That's a pretty big change from the past, where key American values included goals for building the kind of world the United States would be inserted in. Peace, justice, democracy and human rights figured in specific references.
- The State Department’s draft statement on its purpose is: “We promote the security, prosperity and interests of the American people globally.”
- The State Department’s draft statement on its mission is: “Lead America’s foreign policy through global advocacy, action and assistance to shape a safer, more prosperous world.”
- The State Department’s draft statement on its ambition is: “The American people thrive in a peaceful and interconnected world that is free, resilient and prosperous.”
There's a good and a bad side to these changes. First, obviously, is the bad side. The exclusive focus on U.S. interests of security and prosperity means that the concepts of mutual respect and self-determination, as well as the above values, have formally been dumped.
It can be argued that the Obama administration set these aside shortly after proclaiming them to be the pillars of his foreign policy at the Trinidad Summit in 2009. From there he and then Secretary of State Hillary Clinton orchestrated the permanence of the coup in Honduras and continued intervention in various forms in other parts of the world.
However, despite the hypocrisy, the U.S. government has occasionally been a voice for human rights, if at least to point out where violations exist. One of the ways the State Department has pushed foreign countries to respect international norms is by documenting and recognizing concerns for violations in the presentation of the annual State Department Human Rights Reports, which Tillerson significantly decided to snub this year. Its foreign aid continues to be legally conditioned on respect for human rights through the Leahy Law and also loosely linked to the democratic legitimacy of its international partners.

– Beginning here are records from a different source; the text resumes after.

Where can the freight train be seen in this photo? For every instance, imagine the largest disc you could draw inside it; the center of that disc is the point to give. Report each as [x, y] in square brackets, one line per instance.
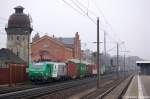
[44, 71]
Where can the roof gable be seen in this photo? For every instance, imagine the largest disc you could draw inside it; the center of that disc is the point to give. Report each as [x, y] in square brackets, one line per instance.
[8, 56]
[49, 38]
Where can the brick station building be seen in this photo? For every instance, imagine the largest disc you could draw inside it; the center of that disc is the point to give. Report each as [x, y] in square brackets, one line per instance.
[58, 49]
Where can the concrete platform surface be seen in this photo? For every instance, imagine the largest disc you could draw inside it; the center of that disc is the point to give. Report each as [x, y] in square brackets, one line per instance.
[139, 88]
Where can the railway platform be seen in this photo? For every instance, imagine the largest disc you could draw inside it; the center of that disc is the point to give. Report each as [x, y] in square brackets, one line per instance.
[139, 88]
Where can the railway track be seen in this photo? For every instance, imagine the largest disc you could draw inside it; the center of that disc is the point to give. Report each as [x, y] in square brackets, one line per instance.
[40, 91]
[110, 91]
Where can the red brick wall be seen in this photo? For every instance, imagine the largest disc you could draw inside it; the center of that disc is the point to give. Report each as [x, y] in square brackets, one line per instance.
[4, 76]
[52, 49]
[77, 49]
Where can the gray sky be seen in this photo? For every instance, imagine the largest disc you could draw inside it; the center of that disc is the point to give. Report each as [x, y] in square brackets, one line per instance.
[127, 20]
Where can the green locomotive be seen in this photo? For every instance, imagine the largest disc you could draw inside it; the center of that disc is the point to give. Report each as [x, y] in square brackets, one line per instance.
[47, 71]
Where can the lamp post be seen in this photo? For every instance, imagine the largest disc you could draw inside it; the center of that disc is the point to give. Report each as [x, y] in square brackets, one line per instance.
[98, 61]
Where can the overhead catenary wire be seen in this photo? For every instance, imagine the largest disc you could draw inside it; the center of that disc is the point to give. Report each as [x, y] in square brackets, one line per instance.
[88, 10]
[83, 11]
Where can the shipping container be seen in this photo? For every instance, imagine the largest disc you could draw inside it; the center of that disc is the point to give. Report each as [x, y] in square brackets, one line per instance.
[71, 70]
[81, 70]
[91, 69]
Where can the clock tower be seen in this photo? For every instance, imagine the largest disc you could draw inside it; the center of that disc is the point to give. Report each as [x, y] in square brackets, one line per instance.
[18, 33]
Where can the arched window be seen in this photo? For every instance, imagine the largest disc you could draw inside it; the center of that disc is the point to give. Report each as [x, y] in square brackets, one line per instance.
[23, 38]
[12, 37]
[18, 38]
[17, 52]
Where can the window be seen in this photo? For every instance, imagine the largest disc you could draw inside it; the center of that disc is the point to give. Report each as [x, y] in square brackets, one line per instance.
[17, 52]
[17, 37]
[23, 38]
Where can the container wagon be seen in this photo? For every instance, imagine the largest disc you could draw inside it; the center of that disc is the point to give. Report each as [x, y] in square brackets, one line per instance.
[40, 71]
[91, 70]
[76, 68]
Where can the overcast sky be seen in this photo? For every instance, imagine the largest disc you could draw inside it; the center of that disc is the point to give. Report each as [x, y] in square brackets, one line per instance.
[122, 20]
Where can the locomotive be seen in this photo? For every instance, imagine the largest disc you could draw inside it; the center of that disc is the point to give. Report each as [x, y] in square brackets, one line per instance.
[44, 71]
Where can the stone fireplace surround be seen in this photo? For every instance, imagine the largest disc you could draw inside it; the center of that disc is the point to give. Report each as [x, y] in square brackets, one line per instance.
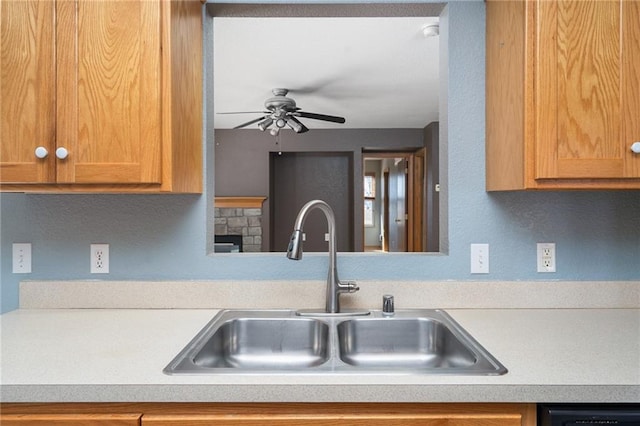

The abandonment of these pillars could have real and long-lasting repercussions in the structure of the State Department and the operation of U.S. foreign policy. It allows relations with abusers like Russia to flourish without limitations as long as there is "prosperity" to be gained, and eliminates the need to censure financial allies like Saudi Arabia.
It could also spell the end to State Department programs like those of the Office of Global Women's Issues, which now lists no upcoming events, or the Bureau of Democracy, Human Rights and Labor. As the Post article notes, after years the www.humanrights.gov website has now been moved to the low-profile URL web address, www.state.gov/j/drl.
Good Riddance to Democracy Promotion?
So it appears there will be no pretence that the United States actively supports democracy, justice, human rights or peace in the world. This throws the nation back into a neo-realist foreign policy that assumes conflict to be the normal state of humankind and pragmatic self-interest to be the sole guidepost for action. As CEOs fixated on the bottom line and market domination, it's no surprise that Tillerson-- and Trump--naturally buy into this philosophy.
It works for their interests, as a set of dualisms: I Win/You Lose, Good/Bad, In/Out, Friend/Enemy, Victory/Defeat, Might/Weakness that allow insecure people to latch on the supposedly unambiguous demonstrations of superiority. It embodies a brute male-ness that undermines more traditionally feminine concepts of cooperation, trust and respect, which are considered weak and naive in the framework. It also funnels billions of dollars to private-sector Trump allies in the military-industrial complex and draws new dividing lines between "us" and "them".
What's the possible upside of such a cynical policy in a precarious world?
The possible end to U.S. "democracy promotion" programs.
This term has been an oxymoron since first adopted. Democracy is "rule by the people" with the clear presumption that the people ruling are the people to be ruled. Democracy promotion by a foreign nation is intervention. While a foreign nation may decide to withdraw support or limit its own contact with a government it considers undemocratic, if it attempts to meddle in internal affairs, it is undermining, not promoting democracy.
That's why there was something encouraging in Trump's inauguation speech when he said, “We do not seek to impose our way of life on anyone, but rather to let it shine as an example for everyone to follow."
If they believed it, many foreign nations that have suffered U.S. "democracy promotion" programs-- ranging from interference in their elections to attempted assassination of their leaders-- would have sighed in relief.
Setting aside other criticisms of the new agenda, minimal coherence with the "America First" and foreign policy of self-interest should dictate an immediate cut off of the millions of taxpayer dollars spent on Freedom House, the National Endowment for Democracy, and related institutions. Even their innocuous-sounding programs willfully interfere with grassroots democracy and peace-building and apply highly politicized definitions of democratic action based on U.S. political interests.
Ending these programs once and for all would actually be a huge step forward in fomenting real democracy in the world. And it's a logical step within the framework Tillerson is laying out.
If it doesn't happen, it means the State Department has finally recognized "democracy promotion" for what it has always really been--anti-democratic inteventionism in support of U.S. military and economic interests.
In that case, at least the mask is off.